As I was growing my company and experiencing success, I feared failure. Many times, I would do webinars that had success one month and no success the next month. There were times I created six figures in a weekend and times I had no figures in a weekend. Sometimes landed a lot of clients and sometimes I didn't. I adopted a philosophy I call Fail Forward Faster that's all about how we deal with failures.

When something isn't working, most people become victims - they pout, whine, cry, turn in on themselves, and say it's not working. Then they blame. They blame whoever they paid to help them or themselves or people in their family.

If you've got the mindset of being proactive or being a victor instead of a victim, you'll fail forward faster. This means you'll learn from failure quickly the skills, techniques, tools to scale your business with, and how to master your emotions. Then the goal is how fast can I fail? How fast can I get rejected? How fast can I screw this up? Because the faster you do it, the faster you'll refine it, and the faster you'll learn and make the changes necessary so you don't have to fail anymore.
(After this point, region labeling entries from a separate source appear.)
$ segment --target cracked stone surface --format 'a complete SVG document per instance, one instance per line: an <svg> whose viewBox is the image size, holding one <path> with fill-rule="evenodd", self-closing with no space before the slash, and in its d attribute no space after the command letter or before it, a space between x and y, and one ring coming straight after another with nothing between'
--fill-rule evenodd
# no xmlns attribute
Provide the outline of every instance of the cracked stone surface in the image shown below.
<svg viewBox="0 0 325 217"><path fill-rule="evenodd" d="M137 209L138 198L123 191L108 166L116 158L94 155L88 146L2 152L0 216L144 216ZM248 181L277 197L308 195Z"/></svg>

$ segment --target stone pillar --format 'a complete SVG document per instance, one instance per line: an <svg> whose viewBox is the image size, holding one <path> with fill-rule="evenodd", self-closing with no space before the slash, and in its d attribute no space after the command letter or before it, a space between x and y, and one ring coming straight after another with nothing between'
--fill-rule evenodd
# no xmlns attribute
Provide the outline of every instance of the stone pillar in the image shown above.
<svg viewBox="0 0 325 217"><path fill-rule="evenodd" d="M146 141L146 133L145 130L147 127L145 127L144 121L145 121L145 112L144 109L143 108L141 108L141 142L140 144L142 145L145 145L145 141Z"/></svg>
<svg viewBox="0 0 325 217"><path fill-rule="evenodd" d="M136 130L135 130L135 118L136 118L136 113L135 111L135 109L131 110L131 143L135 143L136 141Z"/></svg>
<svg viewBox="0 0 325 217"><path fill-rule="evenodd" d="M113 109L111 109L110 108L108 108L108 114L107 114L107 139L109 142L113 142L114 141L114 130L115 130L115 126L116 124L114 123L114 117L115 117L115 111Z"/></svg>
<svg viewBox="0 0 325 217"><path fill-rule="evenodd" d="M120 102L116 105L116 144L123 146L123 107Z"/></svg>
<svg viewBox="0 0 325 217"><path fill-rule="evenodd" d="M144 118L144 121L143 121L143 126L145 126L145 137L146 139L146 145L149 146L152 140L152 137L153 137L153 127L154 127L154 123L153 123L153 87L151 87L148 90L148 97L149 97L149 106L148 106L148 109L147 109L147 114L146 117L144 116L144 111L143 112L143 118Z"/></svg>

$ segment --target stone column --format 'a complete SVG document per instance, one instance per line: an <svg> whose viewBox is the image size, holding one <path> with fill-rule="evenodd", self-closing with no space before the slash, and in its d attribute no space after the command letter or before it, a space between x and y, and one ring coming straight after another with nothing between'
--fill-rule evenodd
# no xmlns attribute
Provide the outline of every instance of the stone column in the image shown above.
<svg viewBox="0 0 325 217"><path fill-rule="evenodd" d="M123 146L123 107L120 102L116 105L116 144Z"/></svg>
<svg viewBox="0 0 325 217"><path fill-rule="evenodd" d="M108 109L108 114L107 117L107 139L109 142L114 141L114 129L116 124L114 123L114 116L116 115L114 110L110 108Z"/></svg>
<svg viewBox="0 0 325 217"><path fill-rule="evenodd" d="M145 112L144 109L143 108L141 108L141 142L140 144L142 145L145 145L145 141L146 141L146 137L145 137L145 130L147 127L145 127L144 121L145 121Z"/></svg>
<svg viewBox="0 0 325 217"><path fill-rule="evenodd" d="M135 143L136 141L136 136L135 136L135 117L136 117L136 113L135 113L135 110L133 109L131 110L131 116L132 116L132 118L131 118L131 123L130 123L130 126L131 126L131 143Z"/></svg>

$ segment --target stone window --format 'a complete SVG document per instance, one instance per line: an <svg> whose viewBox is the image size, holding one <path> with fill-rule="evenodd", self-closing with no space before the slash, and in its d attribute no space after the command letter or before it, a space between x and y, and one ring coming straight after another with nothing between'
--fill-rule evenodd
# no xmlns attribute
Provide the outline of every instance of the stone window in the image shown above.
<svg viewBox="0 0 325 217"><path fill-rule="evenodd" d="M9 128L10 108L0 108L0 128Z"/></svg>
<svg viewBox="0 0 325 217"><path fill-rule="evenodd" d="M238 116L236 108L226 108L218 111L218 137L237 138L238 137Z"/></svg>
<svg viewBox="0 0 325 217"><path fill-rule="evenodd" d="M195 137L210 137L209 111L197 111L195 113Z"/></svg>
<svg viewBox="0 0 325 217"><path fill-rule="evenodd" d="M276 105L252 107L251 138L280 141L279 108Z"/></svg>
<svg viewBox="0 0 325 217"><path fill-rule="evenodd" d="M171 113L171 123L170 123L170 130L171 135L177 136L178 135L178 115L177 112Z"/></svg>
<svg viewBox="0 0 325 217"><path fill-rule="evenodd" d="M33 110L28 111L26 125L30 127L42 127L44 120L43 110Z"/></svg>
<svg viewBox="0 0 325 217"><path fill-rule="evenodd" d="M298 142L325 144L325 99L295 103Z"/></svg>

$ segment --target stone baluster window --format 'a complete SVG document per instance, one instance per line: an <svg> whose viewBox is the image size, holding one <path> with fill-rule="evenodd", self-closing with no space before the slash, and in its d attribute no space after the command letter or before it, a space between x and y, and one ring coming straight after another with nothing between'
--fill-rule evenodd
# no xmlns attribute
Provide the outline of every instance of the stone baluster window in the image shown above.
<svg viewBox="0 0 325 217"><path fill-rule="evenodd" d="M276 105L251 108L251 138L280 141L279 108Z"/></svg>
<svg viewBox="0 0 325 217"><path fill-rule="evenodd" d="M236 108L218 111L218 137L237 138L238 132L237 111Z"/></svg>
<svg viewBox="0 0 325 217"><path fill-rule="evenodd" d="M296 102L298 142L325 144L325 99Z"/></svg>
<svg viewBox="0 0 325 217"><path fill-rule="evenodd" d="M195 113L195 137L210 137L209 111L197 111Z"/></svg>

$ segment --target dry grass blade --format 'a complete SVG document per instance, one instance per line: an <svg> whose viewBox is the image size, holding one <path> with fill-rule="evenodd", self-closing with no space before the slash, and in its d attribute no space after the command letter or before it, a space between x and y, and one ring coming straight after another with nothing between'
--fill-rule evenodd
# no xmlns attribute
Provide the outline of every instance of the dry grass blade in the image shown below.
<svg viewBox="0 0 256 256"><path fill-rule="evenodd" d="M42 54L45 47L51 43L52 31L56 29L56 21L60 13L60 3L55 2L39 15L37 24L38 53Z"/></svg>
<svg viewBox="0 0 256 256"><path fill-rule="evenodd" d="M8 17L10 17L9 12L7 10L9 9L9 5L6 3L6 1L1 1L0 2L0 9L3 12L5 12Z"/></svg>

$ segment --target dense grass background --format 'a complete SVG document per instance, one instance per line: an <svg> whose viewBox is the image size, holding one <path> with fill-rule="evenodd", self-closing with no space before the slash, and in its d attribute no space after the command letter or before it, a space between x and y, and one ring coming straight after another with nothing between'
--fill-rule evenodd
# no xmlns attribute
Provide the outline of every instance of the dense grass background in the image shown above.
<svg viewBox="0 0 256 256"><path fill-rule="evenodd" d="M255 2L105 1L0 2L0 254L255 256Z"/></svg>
That's the key - packing in a lot of failures in a short amount of time.

When I'm teaching or training someone who is struggling, I look at the conversations they're having. Are they having enough conversations and getting enough rejections? If not, they need to go do that. Go talk to more people. Go get rejected. Go experience this more and more. Those who do always, always succeed in scaling their business. It's a phenomenal thing to see.

I invite you to fail forward faster. Pick somewhere in your life where you failed recently. If you truly want to succeed at it, go duplicate it ten times. Break it down and analyze it. What worked? What didn't? Decide to not let it rule you - but become its master. You'll experience some emotions with this process, and you'll have a lot of fun with it because you will learn that it's not about being perfect. We all fail. Successful people fail quickly and learn from it immediately. Unsuccessful people let failures knock them down for days, weeks, even months before they get back up. Then they have to build up momentum. They get one win, then they fail and it knocks them right back down. Choose to pack that into a day. If it doesn't work, move to what’s next.  If it works, great! Celebrate! You'll move through a cycle of what works and doesn't. It becomes a rhythm. It's not about doing it perfectly, it’s about the journey - who are you becoming as you're failing? That is something that only you can decide.